Em uma entrevista para o La Nuova Bussola, o purpurado lamenta a situação produzida pelo silêncio de Francisco, explica que se pode criticar o Papa e que às vezes é inclusive um ato de obediência.
Há quem acuse de desobediência os que expressaram dúvidas, perguntas e críticas sobre a atuação do Papa, mas “a correção da confusão ou do erro não é um ato de desobediência, mas um ato de obediência a Cristo e, portanto, ao seu Vigário na Terra”. Assim se expressa o Cardeal Raymond Leo Burke nesta entrevista para o La Nuova Bussola, na véspera de um importante congresso que será realizado em Roma, no sábado 07 de abril, sobre o tema “Para onde está indo a Igreja”, e do qual o Cardeal Burke será um dos relatores. O congresso de Roma será realizado em memória do Cardeal Carlo Caffarra, falecido em setembro passado, e um dos signatários dos dubia, as cinco perguntas apresentadas ao Papa com o propósito de obter uma declaração clara de continuidade com o Magistério precedente após a confusão criada com as distintas, e às vezes opostas, interpretações da Exortação Apostólica Pós-Sinodal Amoris Laetitia. Os dubia, assinados também pelo Cardeal Burke, nunca receberam resposta. O Papa Francisco tampouco respondeu às contínuas petições de audiência por parte dos Cardeais signatários.

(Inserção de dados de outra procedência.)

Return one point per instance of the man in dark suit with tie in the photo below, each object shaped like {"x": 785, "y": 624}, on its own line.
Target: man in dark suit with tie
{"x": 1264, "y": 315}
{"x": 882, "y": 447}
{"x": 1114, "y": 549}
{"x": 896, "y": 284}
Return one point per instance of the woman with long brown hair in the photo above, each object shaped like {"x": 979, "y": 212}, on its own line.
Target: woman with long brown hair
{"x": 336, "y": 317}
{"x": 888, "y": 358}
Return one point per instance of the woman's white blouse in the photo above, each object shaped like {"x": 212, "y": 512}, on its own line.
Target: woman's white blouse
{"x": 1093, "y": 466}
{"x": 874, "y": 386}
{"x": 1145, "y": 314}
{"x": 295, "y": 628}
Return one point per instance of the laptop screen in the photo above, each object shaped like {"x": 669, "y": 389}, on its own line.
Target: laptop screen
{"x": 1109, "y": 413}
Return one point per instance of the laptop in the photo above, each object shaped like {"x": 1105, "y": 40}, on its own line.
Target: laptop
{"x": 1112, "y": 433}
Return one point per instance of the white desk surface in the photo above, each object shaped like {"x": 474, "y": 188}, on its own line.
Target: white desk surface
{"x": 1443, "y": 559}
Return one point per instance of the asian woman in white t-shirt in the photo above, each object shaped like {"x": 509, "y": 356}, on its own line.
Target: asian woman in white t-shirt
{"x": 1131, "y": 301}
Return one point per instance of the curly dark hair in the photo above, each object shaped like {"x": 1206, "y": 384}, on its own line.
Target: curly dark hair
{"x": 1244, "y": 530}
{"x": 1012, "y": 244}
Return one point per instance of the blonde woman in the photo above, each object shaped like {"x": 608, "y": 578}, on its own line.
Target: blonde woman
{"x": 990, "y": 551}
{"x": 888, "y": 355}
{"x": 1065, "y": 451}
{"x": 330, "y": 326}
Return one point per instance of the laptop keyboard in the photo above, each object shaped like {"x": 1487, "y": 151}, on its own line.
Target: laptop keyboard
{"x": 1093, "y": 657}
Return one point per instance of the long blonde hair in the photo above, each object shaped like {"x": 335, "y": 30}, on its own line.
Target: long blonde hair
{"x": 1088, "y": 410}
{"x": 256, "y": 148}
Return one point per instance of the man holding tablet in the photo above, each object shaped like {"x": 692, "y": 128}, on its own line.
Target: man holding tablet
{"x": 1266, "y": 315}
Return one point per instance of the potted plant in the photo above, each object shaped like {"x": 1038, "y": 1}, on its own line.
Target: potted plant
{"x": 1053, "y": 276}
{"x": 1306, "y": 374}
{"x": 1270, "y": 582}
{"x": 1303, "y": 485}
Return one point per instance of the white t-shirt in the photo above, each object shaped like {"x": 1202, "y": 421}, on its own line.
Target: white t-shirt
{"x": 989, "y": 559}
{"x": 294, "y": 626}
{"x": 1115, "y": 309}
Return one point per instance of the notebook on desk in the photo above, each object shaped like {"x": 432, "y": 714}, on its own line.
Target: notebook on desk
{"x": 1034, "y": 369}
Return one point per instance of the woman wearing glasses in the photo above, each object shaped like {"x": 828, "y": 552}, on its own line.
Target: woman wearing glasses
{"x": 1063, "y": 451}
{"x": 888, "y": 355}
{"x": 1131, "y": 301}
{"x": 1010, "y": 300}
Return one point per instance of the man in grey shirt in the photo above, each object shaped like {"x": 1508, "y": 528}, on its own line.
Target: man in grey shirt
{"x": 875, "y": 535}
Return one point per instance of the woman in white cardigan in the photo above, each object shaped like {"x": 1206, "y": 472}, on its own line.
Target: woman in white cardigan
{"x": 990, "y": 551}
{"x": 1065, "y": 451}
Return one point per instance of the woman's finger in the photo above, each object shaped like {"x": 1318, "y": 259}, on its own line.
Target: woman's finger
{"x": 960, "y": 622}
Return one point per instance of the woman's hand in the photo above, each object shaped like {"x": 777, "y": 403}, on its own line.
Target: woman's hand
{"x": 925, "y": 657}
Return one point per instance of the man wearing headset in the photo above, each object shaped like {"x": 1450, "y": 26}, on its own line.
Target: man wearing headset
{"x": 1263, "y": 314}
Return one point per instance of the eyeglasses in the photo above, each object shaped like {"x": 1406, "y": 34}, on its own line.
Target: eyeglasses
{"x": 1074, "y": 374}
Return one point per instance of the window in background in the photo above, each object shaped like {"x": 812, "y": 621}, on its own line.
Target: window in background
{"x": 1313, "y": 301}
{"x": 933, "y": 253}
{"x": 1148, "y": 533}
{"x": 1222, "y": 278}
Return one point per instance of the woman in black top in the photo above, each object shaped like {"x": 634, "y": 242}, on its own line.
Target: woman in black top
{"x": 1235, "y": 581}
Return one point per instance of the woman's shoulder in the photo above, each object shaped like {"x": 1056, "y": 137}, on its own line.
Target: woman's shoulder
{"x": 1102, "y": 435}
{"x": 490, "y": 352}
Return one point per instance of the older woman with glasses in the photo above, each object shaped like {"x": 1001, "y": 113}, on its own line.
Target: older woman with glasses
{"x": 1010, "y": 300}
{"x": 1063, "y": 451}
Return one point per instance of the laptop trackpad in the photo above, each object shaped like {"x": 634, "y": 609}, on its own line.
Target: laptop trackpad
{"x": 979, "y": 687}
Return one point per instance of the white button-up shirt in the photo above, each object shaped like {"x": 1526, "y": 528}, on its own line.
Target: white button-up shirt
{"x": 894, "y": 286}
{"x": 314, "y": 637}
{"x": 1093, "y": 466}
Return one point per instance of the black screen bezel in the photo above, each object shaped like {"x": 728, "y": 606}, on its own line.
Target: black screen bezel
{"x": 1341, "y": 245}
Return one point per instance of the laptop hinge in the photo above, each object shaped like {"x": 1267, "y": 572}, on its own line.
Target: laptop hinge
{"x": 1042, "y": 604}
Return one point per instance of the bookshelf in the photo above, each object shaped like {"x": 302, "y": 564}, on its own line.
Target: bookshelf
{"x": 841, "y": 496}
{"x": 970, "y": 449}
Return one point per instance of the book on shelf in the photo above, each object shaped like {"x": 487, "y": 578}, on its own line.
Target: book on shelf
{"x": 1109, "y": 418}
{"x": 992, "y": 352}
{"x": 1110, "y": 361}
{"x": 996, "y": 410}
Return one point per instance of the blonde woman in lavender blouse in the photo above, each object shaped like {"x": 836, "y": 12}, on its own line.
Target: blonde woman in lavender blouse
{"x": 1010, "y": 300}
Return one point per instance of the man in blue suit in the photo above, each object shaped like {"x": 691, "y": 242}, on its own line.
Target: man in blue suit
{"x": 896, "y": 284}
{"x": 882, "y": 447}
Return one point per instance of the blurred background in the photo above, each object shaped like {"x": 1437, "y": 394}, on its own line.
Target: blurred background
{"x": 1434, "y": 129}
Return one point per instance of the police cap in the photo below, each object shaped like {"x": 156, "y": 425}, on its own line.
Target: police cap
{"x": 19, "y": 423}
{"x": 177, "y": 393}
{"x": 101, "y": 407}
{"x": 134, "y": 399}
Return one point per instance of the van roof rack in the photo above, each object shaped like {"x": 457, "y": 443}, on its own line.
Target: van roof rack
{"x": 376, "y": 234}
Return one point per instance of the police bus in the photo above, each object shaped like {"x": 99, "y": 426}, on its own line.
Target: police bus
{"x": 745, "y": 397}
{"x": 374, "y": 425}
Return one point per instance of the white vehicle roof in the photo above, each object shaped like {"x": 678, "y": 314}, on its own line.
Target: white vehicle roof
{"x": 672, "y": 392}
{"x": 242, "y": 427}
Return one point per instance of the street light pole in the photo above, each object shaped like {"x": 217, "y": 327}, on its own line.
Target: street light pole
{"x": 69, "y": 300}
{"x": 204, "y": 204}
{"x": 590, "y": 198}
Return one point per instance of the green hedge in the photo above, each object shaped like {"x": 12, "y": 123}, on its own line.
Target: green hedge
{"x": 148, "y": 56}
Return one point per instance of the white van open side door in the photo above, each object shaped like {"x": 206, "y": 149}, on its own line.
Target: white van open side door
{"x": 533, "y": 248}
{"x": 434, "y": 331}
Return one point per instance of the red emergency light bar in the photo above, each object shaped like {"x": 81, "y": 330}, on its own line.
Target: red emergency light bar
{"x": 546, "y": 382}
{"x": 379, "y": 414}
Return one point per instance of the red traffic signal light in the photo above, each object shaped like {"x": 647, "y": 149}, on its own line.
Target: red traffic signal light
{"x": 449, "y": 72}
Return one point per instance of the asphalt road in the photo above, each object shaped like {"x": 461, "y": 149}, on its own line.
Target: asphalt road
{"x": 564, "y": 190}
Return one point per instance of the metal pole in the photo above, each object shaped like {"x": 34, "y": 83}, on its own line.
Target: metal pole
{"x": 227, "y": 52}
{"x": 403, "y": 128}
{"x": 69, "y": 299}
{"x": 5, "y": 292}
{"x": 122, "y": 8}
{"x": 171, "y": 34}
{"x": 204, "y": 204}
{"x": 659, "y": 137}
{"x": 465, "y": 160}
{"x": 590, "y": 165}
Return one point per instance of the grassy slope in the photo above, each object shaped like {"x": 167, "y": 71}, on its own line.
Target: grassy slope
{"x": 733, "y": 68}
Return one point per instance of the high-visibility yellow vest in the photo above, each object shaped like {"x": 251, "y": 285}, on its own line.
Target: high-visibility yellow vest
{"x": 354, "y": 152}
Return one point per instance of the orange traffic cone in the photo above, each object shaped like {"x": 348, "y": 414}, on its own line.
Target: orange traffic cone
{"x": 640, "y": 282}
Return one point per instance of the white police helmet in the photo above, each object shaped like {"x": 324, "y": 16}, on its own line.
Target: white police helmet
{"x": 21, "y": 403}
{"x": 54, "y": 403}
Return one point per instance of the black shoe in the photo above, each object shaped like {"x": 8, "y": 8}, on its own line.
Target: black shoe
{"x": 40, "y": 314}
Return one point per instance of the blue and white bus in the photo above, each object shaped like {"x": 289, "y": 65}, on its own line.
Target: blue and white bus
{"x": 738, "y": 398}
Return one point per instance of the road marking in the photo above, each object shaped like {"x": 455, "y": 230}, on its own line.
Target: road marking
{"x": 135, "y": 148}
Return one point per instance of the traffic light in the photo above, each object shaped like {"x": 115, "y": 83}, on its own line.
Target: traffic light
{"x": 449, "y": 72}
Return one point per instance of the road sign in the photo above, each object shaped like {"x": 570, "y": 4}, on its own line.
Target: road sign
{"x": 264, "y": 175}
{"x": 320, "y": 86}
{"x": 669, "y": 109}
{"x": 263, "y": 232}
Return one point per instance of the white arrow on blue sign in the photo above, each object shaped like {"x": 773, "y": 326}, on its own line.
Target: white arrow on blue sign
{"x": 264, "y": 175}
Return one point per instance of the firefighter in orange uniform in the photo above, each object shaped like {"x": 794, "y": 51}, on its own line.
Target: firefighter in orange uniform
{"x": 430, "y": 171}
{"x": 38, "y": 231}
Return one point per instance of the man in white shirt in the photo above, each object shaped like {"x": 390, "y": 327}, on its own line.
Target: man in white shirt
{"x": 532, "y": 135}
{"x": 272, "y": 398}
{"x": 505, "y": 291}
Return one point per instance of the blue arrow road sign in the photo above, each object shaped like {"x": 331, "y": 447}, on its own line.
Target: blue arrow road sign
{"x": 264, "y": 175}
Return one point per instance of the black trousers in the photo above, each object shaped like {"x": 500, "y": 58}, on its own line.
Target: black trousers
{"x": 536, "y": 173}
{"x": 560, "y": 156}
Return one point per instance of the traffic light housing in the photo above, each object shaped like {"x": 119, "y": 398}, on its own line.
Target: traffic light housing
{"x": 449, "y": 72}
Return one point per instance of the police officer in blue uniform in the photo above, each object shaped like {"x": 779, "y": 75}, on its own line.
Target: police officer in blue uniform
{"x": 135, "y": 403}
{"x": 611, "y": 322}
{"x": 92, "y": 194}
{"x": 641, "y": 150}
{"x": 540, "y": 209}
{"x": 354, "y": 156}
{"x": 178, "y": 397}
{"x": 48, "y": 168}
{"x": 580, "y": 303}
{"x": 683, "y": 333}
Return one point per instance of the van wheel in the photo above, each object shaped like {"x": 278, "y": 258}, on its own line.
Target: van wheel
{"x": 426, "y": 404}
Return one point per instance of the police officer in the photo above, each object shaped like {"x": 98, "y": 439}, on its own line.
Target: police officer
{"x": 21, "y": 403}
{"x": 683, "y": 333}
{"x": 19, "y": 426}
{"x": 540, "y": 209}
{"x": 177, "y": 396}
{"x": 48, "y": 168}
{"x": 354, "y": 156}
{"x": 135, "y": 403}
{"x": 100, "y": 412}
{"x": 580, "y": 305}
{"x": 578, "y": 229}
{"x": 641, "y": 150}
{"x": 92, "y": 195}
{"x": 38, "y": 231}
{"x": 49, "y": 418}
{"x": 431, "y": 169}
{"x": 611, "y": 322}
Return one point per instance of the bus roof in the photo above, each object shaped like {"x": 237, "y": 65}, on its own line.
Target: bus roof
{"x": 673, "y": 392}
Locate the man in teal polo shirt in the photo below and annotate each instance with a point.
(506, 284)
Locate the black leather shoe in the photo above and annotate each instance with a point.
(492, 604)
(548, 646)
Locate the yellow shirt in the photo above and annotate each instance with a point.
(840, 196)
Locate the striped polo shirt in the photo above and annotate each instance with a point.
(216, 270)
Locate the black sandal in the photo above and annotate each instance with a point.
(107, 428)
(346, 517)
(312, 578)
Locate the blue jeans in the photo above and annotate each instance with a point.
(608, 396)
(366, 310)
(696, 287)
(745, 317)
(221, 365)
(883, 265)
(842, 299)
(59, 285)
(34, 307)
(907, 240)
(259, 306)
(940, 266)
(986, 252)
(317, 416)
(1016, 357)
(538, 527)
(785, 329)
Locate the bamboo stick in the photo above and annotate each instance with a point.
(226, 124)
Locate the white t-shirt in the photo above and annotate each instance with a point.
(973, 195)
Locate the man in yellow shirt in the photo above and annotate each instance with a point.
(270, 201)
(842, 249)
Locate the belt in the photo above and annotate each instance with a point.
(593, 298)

Cascioli: Eminência, o senhor será um dos principais relatores do congresso de 07 de abril, que em nome do Cardeal Caffarra questionará em que direção está indo a Igreja. Pelo título do congresso já se percebe a preocupação com a direção tomada. Quais são os motivos de tal preocupação?
Burke: A confusão e a divisão na Igreja sobre as questões fundamentais e mais importantes, a saber, o matrimônio e a família, os Sacramentos e a correta disposição para ter acesso a eles, os atos intrinsecamente maus, a vida eterna e os Novíssimos, são cada vez maiores. E o Papa não só se nega a esclarecer as coisas mediante o anúncio da doutrina constante e a sã disciplina da Igreja, uma responsabilidade inerente ao seu ministério como Sucessor de São Pedro, mas aumenta tal confusão.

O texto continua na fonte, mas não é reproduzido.